Otro argumento, que es casi la imagen lógica invertida del primero, dice que, tarde o temprano, aquellos obligados por la dominación a usar una máscara se darán cuenta de que sus rostros han terminado por identificarse con ella. En este caso, la práctica de la subordinación produce, con el tiempo, su propia legitimidad, muy diferente del mandato de Pascal de hincarse cinco veces al día a rezar para que aquellos con deseos de tener una fe religiosa terminen, con la mera repetición del acto, dándole a éste su propia justificación en la fe. En el análisis que sigue espero aclarar considerablemente este planteamiento, pues tiene una importancia enorme en la dominación, la resistencia, la ideología y la hegemonía, que son los temas centrales de mi investigación.

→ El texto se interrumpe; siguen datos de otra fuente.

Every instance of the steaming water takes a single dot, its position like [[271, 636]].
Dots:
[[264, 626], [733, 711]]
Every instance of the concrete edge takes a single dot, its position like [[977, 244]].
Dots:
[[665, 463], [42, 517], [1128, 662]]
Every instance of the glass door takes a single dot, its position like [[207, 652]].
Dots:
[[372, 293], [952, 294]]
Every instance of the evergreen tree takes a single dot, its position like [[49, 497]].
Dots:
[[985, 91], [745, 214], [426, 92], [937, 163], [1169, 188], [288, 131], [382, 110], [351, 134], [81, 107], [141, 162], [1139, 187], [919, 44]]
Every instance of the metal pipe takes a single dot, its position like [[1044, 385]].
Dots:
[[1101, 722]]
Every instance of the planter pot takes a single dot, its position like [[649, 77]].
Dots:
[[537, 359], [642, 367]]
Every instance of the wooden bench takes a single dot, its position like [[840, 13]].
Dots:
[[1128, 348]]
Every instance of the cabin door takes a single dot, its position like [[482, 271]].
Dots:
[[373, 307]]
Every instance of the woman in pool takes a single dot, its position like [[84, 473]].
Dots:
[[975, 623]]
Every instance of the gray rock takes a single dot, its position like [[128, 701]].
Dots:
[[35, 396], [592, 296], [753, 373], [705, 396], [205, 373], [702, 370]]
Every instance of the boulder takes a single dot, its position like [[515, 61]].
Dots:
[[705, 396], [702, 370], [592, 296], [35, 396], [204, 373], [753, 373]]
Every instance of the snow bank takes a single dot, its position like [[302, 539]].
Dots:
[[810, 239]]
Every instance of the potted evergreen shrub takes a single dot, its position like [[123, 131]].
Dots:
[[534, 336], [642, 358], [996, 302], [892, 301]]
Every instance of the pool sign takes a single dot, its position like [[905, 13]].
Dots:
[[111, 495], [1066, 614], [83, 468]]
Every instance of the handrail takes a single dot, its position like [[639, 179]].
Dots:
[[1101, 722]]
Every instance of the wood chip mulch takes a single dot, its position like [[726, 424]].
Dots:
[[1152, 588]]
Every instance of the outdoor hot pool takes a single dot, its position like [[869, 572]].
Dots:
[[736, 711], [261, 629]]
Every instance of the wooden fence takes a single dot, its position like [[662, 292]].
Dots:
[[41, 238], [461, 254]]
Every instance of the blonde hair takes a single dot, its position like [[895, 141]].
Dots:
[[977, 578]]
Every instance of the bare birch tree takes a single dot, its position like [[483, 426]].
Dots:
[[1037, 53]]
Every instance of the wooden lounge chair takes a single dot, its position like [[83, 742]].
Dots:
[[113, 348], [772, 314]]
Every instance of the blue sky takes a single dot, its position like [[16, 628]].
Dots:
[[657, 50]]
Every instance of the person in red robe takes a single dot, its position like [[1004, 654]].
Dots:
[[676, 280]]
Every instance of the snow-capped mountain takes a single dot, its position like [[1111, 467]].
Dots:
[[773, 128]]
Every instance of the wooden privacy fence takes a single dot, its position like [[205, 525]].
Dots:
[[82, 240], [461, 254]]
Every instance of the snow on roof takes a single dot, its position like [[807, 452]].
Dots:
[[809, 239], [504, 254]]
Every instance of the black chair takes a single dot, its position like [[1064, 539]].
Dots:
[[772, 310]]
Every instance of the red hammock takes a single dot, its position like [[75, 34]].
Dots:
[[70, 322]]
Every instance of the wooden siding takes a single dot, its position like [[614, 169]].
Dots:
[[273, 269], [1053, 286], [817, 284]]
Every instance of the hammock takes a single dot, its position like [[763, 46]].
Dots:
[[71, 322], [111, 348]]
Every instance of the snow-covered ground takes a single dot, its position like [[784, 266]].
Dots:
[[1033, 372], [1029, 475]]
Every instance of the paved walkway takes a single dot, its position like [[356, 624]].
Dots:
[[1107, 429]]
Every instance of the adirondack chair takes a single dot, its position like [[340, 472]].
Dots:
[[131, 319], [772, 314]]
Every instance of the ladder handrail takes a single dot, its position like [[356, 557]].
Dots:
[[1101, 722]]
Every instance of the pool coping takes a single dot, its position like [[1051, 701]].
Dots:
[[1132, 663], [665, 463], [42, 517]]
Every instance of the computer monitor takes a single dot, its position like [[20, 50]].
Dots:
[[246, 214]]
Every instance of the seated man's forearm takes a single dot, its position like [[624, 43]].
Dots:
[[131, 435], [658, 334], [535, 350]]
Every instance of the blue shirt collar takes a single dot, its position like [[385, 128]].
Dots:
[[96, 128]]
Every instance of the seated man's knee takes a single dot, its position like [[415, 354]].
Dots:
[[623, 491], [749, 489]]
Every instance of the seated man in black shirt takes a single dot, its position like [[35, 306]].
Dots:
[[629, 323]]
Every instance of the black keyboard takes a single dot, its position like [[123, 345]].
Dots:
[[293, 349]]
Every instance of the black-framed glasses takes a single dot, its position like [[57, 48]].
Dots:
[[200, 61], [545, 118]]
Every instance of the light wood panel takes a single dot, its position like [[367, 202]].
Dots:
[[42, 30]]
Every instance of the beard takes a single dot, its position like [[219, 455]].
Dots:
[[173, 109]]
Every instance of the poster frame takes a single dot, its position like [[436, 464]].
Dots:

Si los débiles, en presencia del poder, tienen razones obvias y convincentes para buscar refugio detrás de una máscara, los poderosos tienen sus propias razones, igualmente convincentes, de adoptar una máscara ante los subordinados. Entonces, también para los poderosos existe en general una discrepancia entre el discurso público que se usa en el abierto ejercicio del poder y el discurso oculto que se expresa sin correr riesgos sólo fuera de escena. Este último, como su equivalente entre los subordinados, es secundario: está formado por esos gestos y palabras que modifican, contradicen o confirman lo que aparece en el discurso público.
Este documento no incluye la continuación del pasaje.